- Pela Redação
- 29/05/2023
Marco Rockenbach
Com frequência, o termo jurisdicionado é encontrado em matérias midiáticas e discursos ligados à atuação dos Tribunais de Contas em relação aos gestores e órgãos que estão sob seu controle externo. No entanto, essa utilização pode parecer inconsistente à luz do artigo 5º, inciso XXXV, da CF/88, que estabelece o Poder Judiciário como o único detentor do poder jurisdicional. Essa prerrogativa é conhecida como o princípio do monopólio da jurisdição.
Apesar das objeções, a utilização da referenciada terminologia justifica-se por um avanço técnico e linguístico, adaptado às peculiaridades da jurisdição exercida pelos Tribunais de Contas. Segundo a CF/88, artigo 71, esses tribunais são órgãos autônomos e independentes que desempenham o controle externo da administração pública. Sua função é definida pela doutrina majoritária como sendo sui generis, possuindo aspectos administrativos e judiciais que mesclam julgamento técnico e responsabilização de agentes públicos.
Jurisdição, no sentido clássico, refere-se ao poder do Judiciário de resolver litígios e proferir decisões em situações conflituosas. Embora os Tribunais de Contas não possuam jurisdição judicial, sua capacidade de emitir julgamentos técnicos e fiscalizar a gestão pública confere-lhes uma “jurisdição de contas”, expressão que o Ministro Ayres Britto usou ao tratar do tema no julgamento da ADI 4.190 pelo Supremo Tribunal Federal.

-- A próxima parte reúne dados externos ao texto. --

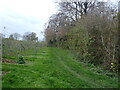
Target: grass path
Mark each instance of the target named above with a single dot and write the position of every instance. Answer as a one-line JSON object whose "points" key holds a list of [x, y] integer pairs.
{"points": [[53, 68]]}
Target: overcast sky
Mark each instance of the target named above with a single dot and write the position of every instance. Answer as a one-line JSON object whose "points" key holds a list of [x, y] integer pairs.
{"points": [[25, 15]]}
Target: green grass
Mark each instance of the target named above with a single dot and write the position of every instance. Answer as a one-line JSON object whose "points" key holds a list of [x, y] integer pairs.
{"points": [[53, 68]]}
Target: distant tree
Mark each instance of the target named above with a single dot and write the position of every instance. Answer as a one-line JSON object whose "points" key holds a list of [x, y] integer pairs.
{"points": [[30, 36], [11, 37], [16, 36]]}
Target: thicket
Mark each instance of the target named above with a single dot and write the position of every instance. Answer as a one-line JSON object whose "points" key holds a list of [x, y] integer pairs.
{"points": [[90, 29]]}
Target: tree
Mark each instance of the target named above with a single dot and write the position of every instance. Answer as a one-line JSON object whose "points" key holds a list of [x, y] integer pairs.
{"points": [[30, 36]]}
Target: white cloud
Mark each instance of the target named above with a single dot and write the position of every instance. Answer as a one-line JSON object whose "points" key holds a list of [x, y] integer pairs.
{"points": [[25, 15]]}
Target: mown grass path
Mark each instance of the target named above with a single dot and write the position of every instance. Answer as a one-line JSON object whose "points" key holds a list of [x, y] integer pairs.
{"points": [[53, 68]]}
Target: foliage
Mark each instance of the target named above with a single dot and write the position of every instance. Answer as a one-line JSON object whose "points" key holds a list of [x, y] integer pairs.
{"points": [[20, 60], [92, 35], [56, 68]]}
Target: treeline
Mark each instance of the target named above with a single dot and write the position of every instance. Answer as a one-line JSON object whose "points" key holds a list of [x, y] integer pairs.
{"points": [[90, 29], [14, 46]]}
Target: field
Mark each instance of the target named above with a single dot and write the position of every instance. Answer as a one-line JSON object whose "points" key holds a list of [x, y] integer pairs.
{"points": [[52, 68]]}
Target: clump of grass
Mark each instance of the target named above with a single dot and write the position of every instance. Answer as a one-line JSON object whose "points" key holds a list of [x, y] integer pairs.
{"points": [[20, 60]]}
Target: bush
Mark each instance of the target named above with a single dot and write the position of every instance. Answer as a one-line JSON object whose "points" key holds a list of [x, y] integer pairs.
{"points": [[21, 60]]}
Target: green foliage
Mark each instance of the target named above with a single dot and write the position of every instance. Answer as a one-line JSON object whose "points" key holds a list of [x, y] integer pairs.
{"points": [[20, 60], [55, 69]]}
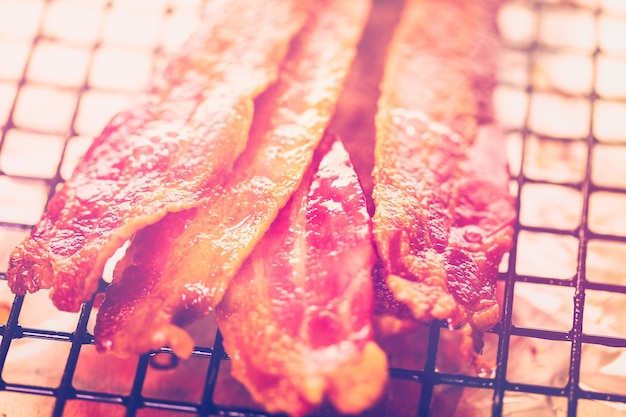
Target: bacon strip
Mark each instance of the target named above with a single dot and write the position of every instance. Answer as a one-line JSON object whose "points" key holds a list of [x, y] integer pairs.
{"points": [[440, 225], [159, 156], [178, 270], [296, 319]]}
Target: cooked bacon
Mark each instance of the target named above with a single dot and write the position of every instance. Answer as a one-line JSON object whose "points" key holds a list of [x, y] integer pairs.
{"points": [[296, 319], [178, 269], [441, 223], [160, 155]]}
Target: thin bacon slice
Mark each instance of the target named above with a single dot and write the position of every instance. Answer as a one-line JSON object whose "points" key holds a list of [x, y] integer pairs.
{"points": [[441, 225], [159, 156], [178, 270], [297, 318]]}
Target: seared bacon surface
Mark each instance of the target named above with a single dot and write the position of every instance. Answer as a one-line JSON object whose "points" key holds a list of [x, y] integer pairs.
{"points": [[178, 269], [436, 231], [297, 318], [161, 155]]}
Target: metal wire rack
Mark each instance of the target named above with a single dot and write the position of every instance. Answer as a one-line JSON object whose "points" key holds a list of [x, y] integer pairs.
{"points": [[560, 98]]}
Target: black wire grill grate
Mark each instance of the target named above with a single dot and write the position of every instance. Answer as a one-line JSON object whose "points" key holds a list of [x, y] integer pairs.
{"points": [[579, 239]]}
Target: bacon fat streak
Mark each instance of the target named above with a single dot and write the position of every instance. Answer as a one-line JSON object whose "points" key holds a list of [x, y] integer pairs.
{"points": [[443, 213], [297, 318], [162, 154], [177, 270]]}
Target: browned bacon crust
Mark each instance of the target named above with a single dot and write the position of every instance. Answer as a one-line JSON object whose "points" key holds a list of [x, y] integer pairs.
{"points": [[159, 156], [442, 221], [178, 270], [297, 318]]}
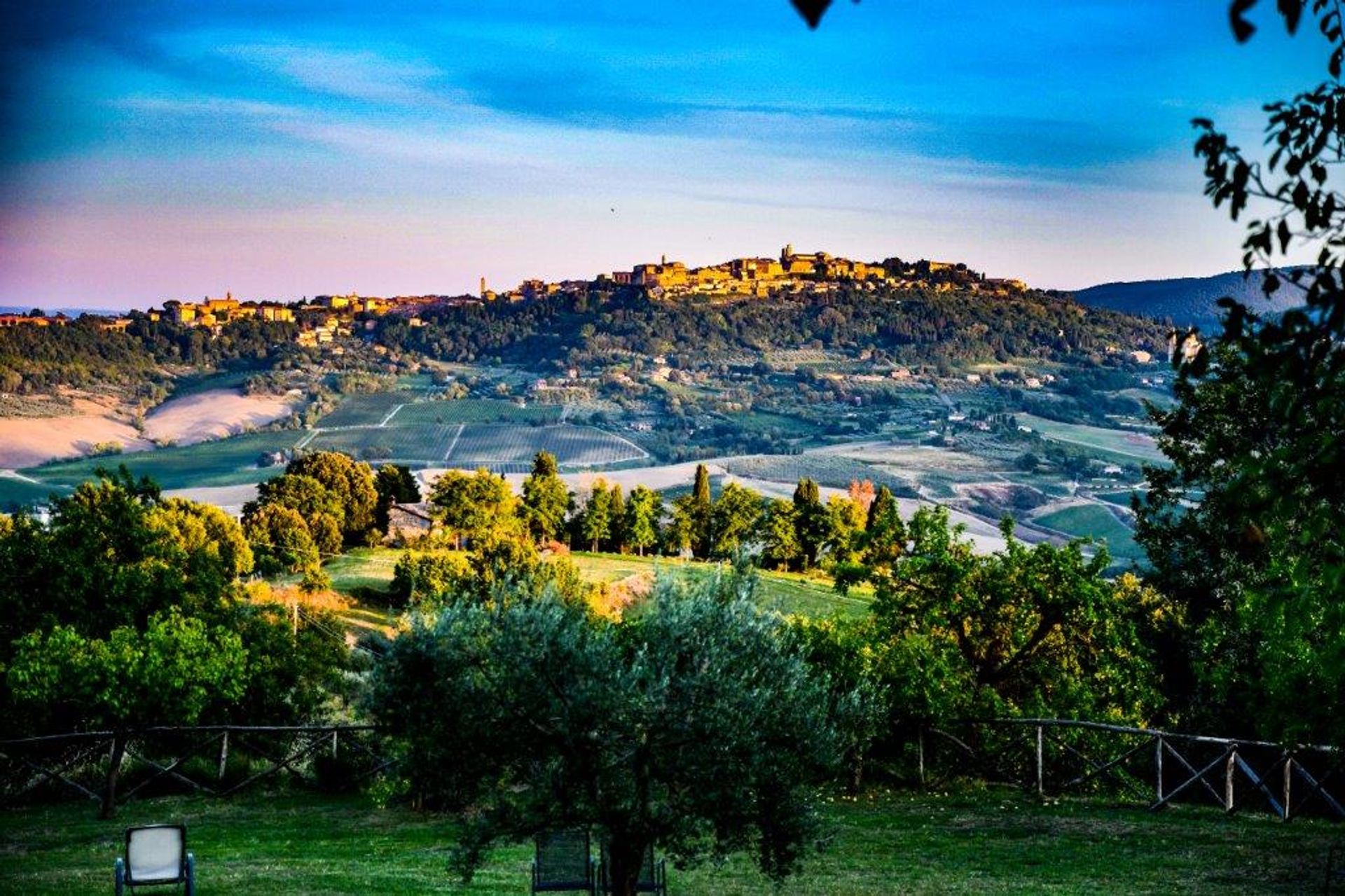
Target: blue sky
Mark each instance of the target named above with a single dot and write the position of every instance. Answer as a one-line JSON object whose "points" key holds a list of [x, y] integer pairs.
{"points": [[163, 150]]}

Para Carvalho Filho[[1]], o uso do termo atende à necessidade de uma designação apropriada para a relação de controle entre os Tribunais de Contas e os entes fiscalizados. Em reforço a essa perspectiva, o administrativista Ulisses Jacoby[[2]], fulcrando-se nas lições de Seabra Fagundes e Pontes de Miranda, afirma que “no atual modelo constitucional positivo, ficou indelevelmente definido o exercício da função jurisdicional pelos Tribunais de Contas”. Essa designação, segundo Fernandes, reconhece a especificidade e especialização das cortes de contas.
O renomado processualista Fredie Didier Júnior, em lição acoplada à exposição de motivos do Código de Processo de Controle Externo de Mato Grosso[[3]], aponta que a natureza jurídica das funções dos Tribunais de Contas permanece numa zona de interseção entre a administrativa e a jurisdicional. A LINDB (Lei de Introdução às Normas do Direito Brasileiro) optou pelo termo “função controladora” para essas atribuições, reforçando a necessidade de exercê-las de forma processual.
Portanto, o emprego do termo jurisdicionado reflete a evolução doutrinária e a complexidade do papel dos Tribunais de Contas na fiscalização da gestão pública. Essa terminologia é não apenas justificada, mas essencial para captar a relação de sujeição jurídica-processual que existe entre o tribunal e seus fiscalizados, bem como contribui para um entendimento mais preciso e abrangente sobre a terminologia no direito administrativo e financeiro, reconhecendo a função técnica e de controle dos Tribunais de Contas.
[1] CARVALHO FILHO, José dos Santos. Manual de Direito Administrativo. 25. ed. São Paulo: Atlas, 2012.
[2] FERNANDES, Jorge Ulisses Jacoby. Tribunais de Contas do Brasil: jurisdição e competência. 4. ed. rev. atual. e ampl. Belo Horizonte: Fórum, 2016.
[3] MATO GROSSO. Exposição de Motivos do Código de Processo de Controle Externo – Lei n. 752, de 16 de dezembro de 2022. Cuiabá-MT, 2022.